Biogen management has been taking strict measures to save Tecfidera’s market share, by increasing promotion and marketing expenses for the drug. This resulted into a slight increase in Tecfidera’s sales in the latest quarter; however, given the rising pricing and competitive pressures, future sales growth remains at risk.
Still, the sell-side continues to maintain a bullish stance on the stock. Out of a total of 24 analysts covering the stock, 15 rate it a Buy, while the remaining nine suggest a Hold. The average 12-month price target assigned by the analysts is $332.83, which represents an upside of 41.9% over last close.

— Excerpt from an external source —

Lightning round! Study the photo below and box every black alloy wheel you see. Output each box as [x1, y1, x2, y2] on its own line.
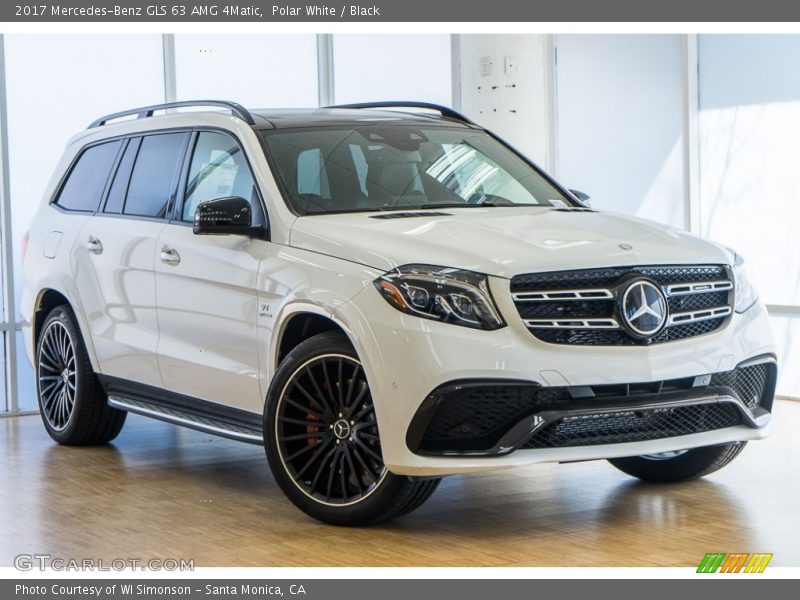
[265, 331, 441, 525]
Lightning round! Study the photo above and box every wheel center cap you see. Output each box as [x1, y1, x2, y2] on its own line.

Shares closed the week down 4% at $229.02.
Steve’s Take: I have to admit when I saw the Baird report calling for Biogen to either buy another company or sellout, I was skeptical, especially about the “sellout” notion. After all, Biogen has been among the five biggest biotech stocks by market capitalization for as long as I can remember (along with Gilead, Amgen, Celgene and Regeneron).
But then I read Cheryl Swanson’s piece for the Fool in which the savvy owner of Kauai-based Swanson & Associates picked Biogen as her candidate the next buyout target. In her view, the big biotech’s share price has been “overly punished, significantly improving its buyout appeal in the eyes of acquisitive drugmakers.” She goes on to name Botox-maker Allergan as a possible buyer.
While pointing out that Allergan and Biogen may seem like “strange bedfellows,” Ms. Swanson suggests that Biogen’s multiple sclerosis franchise has some strategic overlap with Allergan’s central nervous system franchise.
Any such deal would be humongous–somewhere in the $100 billion range, according to Cowen. “But these days, “buy or be bought” has become the mantra in the healthcare sector. And as unthinkable it is for me to contemplate the name “Biogen” disappearing from the landscape, in the health insurer space, names like CIGNA and Humana are well on their way to vanishing in the merger mist.
Wake up, Steve. The times, they have been a changing.